I basically understand Fano's Inequality and what it's conclusion is. However, I don't understand the beginning of the proof. The textbook I am using does not explain why we show Fano's Inequality with $H(E,X|\hat{X})$. My question is, why is it not $H(E|X,\hat{X})$. I know $H(E|X,\hat{X})$ is zero but if I had to put it in a sentence I'd say
"$H(E|X,\hat{X})$ is the entropy of the error random variable $E$ given the actual value $X$ and it's estimate $\hat{X}$."
Yet, the proof goes
\begin{align*} H(E,X|\hat{X}) &= H(X|\hat{X}) + H(E|X,\hat{X}) \\ &= H(E|X) + H(X|E,\hat{X}) \\ \Rightarrow 1 + P_e \log_2 |\mathcal{X}| &\geq H(X|\hat{X}) \geq H(X|Y) \end{align*}
Based on the Markov triple
\begin{align*} X \rightarrow Y \rightarrow \hat{X} \end{align*}
Where we replace $Y$ by $E$.
Can somebody explain to me why it's starting off with $H(E,X|\hat{X})$? How do I know I have to "start" like this?
That's a typical trick, that we use when knowing something (say, $A$) elliminates all the uncertainty about something (say, $B$) - hence $$H(B\mid A)=0 \tag{1}$$
We write the chain rule: $H(A,B)=H(A \mid B) + H(B) = H(B \mid A) + H(A)$. We don't write this because we are really interested in the joint $H(A,B)$, only because this allows us to equate the two expressions on the right, so that one term vanishes and we get $$H(A)=H(B) + H(A \mid B) \tag{2}$$
In the Fano proof: in principle, $E$ has some uncertainty , and so has $E \mid \hat X$. But if we add to that the knowledge of the real value $X$ , then all uncertainity vanishes : hence we use the above, replacing $A$ by $X$ and $B$ by $E$, all preconditioned on $ \hat X$.

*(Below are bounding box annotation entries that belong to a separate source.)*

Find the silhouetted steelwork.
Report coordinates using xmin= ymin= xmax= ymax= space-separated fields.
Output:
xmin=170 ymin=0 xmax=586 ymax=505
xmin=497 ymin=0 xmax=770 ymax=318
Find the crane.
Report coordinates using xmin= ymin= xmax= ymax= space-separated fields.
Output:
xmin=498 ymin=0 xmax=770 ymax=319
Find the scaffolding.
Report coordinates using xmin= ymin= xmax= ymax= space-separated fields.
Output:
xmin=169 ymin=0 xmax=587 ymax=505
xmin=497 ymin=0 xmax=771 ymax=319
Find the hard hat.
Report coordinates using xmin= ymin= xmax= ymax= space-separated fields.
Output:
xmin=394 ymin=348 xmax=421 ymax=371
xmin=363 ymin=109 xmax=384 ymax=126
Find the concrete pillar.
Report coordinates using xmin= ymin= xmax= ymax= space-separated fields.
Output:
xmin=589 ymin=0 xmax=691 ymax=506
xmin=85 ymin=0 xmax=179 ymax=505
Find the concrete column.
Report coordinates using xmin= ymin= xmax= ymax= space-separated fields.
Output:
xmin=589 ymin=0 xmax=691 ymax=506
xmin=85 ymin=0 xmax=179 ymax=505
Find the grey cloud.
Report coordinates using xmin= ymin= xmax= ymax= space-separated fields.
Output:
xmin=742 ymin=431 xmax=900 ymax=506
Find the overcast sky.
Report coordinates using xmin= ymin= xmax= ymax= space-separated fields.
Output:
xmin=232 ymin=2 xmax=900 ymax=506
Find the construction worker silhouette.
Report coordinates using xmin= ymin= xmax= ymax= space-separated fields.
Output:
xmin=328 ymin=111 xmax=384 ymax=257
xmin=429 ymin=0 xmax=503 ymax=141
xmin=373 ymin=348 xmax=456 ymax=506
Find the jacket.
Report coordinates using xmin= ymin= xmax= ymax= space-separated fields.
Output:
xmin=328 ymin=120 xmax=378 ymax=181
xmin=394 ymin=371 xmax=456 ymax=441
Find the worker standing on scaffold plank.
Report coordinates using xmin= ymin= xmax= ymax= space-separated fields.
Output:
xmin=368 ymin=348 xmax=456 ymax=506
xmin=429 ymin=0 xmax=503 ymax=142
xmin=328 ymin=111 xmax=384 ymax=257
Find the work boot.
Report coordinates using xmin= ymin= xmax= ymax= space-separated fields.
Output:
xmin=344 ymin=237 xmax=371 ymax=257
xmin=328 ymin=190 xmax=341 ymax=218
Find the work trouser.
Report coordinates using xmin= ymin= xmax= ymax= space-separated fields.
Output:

That's why "we start" from $H(X,E|\hat{X})$
(Of course, there were other alternatives: we could have chosen the pair $\hat{X},X$ as the variable $A$, or even $\hat{X}$ with all conditioned on $X$. But that would not have been useful. The thing is that, in our scenario, $\hat{X}$ is always known, hence it makes sense to just put it in all the equations as a global conditioning variable).